Did Your Salespeople Choose to Be in Sales?

Even if you reviewed as many resumes as I do each week you might not notice this:  Most sales candidates did not have a sales position as their first job after college.  Most started as something else and then, out of the blue, they were in sales, sales management, marketing, or business development.  I always get suspicious when somewhere back in time a candidate went from Purchasing to Sales Management and never sold along the way…

So what happened?  Did they think salespeople had a more exciting life/role and wish to become one?  Were they given ultimatums to accept commission sales positions as a way of keeping their jobs during a recession?  Did they lose a job in their chosen profession and then take a sales position out of desperation?
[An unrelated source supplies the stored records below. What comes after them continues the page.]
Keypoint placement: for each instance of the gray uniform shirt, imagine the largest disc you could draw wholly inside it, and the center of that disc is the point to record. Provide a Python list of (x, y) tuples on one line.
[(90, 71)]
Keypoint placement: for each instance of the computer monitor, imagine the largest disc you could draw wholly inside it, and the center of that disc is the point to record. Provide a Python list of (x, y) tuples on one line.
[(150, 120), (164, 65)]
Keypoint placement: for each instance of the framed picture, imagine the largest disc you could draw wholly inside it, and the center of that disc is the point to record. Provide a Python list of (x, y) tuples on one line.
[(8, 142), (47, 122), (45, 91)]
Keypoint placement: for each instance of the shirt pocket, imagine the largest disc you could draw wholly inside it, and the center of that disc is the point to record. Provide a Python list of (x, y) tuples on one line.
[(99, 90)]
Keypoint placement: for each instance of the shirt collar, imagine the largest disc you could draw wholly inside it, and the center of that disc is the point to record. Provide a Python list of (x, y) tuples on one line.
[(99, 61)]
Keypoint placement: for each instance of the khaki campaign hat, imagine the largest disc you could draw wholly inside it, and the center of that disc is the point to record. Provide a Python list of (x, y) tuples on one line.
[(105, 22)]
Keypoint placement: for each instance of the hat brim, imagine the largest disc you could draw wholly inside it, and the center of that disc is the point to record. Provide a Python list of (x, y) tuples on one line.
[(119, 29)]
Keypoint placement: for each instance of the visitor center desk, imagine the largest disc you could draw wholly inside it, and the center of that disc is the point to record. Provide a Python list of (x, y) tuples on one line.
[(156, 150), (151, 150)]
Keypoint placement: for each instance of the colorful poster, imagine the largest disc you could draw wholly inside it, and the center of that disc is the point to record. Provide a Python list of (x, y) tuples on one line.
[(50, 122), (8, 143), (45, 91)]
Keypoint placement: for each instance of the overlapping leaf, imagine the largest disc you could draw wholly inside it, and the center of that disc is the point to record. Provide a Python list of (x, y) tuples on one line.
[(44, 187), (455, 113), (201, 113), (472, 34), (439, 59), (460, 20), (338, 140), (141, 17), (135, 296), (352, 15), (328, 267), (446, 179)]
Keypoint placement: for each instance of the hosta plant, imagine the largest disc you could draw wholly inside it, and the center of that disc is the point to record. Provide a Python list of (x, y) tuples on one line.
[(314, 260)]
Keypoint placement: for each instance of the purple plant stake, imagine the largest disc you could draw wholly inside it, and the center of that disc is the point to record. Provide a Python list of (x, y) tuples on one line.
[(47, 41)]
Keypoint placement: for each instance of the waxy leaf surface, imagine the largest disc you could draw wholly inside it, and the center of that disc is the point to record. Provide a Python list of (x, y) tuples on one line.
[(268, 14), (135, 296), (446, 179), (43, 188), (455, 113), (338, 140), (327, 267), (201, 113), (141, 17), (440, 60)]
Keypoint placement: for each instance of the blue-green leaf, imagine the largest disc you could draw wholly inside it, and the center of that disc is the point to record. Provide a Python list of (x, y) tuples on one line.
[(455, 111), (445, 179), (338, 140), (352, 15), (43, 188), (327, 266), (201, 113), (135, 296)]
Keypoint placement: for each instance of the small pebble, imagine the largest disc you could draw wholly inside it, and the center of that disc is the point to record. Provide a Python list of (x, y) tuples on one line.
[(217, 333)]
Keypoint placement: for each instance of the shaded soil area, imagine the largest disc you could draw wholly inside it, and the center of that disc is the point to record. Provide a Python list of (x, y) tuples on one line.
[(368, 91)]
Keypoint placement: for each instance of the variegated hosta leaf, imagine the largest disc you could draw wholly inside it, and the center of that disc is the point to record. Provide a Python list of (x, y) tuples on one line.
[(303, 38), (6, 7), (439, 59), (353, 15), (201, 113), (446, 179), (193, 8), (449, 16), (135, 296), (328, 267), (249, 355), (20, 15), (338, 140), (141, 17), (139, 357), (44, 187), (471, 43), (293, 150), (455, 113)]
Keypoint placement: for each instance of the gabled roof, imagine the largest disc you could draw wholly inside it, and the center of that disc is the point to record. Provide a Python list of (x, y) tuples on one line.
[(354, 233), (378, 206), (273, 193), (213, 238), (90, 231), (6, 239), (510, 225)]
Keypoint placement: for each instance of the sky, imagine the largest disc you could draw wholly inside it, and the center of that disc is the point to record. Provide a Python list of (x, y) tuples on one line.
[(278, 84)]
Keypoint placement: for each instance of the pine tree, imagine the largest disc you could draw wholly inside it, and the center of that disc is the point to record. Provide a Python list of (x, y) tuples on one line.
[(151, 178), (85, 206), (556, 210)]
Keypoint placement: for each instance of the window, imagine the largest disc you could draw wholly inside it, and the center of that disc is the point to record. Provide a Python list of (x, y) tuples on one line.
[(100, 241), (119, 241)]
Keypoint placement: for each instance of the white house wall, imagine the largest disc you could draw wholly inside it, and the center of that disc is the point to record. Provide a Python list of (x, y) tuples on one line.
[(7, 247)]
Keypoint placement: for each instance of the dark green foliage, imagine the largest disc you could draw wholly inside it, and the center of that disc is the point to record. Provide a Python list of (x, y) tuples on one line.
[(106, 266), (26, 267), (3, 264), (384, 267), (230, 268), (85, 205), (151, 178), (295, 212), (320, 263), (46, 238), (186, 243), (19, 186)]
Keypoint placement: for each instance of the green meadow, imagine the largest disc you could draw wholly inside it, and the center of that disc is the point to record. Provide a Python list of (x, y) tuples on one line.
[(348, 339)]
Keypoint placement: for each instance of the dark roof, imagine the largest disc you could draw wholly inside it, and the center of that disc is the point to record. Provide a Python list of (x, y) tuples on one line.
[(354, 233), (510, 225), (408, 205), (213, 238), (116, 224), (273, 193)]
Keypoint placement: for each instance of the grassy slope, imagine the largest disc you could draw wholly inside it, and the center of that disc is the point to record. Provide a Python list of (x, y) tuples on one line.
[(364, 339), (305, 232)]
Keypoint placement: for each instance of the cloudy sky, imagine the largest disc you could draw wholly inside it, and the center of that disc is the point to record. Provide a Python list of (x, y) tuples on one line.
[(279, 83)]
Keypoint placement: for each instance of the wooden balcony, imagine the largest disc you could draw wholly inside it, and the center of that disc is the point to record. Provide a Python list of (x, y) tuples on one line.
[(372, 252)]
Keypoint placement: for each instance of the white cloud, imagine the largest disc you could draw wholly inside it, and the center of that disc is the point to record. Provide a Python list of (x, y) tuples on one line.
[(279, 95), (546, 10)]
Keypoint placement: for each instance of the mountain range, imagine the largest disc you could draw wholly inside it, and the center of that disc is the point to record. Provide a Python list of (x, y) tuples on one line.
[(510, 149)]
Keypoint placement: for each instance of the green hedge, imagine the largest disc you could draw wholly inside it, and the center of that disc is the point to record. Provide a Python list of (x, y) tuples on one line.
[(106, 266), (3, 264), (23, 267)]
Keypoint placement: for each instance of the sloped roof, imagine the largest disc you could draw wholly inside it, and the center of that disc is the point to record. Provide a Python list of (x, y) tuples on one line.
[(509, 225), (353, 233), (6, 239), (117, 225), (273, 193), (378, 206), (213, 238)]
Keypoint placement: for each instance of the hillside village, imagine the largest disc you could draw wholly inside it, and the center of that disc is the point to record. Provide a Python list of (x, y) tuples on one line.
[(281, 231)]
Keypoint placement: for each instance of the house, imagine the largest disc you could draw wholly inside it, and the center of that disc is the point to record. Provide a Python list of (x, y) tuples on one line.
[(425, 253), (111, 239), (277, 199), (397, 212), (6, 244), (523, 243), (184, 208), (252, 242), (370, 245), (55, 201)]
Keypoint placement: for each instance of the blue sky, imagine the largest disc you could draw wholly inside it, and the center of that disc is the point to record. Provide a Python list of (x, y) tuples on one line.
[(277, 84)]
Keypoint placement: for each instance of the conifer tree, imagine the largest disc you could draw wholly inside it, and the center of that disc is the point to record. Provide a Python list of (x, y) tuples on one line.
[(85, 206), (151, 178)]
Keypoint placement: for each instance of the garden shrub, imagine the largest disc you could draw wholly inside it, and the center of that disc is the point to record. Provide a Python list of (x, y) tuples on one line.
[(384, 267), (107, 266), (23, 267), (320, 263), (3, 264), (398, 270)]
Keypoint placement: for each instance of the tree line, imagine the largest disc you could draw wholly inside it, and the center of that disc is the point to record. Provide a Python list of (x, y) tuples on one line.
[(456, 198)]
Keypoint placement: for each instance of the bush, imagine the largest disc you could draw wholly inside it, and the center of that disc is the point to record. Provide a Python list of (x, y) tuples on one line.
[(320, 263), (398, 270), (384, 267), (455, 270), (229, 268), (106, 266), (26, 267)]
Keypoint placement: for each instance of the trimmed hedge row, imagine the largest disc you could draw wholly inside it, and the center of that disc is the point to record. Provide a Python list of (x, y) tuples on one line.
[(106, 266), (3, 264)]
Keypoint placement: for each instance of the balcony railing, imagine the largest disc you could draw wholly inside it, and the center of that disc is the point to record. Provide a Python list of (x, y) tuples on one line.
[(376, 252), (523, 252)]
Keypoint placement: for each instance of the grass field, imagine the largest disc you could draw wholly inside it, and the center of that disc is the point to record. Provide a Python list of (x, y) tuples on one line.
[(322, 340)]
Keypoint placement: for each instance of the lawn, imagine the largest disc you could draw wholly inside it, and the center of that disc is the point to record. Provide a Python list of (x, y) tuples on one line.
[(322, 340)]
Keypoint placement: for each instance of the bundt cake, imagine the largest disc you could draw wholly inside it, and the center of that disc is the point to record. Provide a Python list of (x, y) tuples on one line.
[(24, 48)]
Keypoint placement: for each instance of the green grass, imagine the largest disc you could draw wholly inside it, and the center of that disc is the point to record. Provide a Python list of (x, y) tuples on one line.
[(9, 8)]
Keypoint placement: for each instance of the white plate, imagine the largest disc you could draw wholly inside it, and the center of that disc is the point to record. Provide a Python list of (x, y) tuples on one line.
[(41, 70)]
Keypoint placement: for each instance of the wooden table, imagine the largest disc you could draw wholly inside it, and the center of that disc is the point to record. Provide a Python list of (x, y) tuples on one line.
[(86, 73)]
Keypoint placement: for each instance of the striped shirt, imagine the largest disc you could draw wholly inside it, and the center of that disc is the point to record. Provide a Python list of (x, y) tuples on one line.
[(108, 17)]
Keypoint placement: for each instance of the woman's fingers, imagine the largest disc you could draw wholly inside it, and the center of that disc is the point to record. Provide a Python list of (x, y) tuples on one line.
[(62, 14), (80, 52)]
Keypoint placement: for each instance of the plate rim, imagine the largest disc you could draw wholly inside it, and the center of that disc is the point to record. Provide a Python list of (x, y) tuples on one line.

Of more interest is why, after the transition, they remained in sales…After all, only a small percentage (26%) of them are reasonably good at it.

The small percentage of people who chose sales as a career (if I had a resume, it would show sales as the first position but it was less a matter of choosing and more a realization that I wasn’t qualified to do anything else!) aren’t any more successful than those who didn’t.

Let’s conduct an informal poll/exercise.  After reading this, ask your most effective and least effective salespeople if they chose sales as a career or simply ended up in a sales career.  Then report your findings by commenting below.  We would be very interested in your findings!

Your comments might read something like:

“Our most effective salesperson was forced into sales 10 years ago.  Our least effective salesperson started in sales 20 years ago because it was the only job he could get.”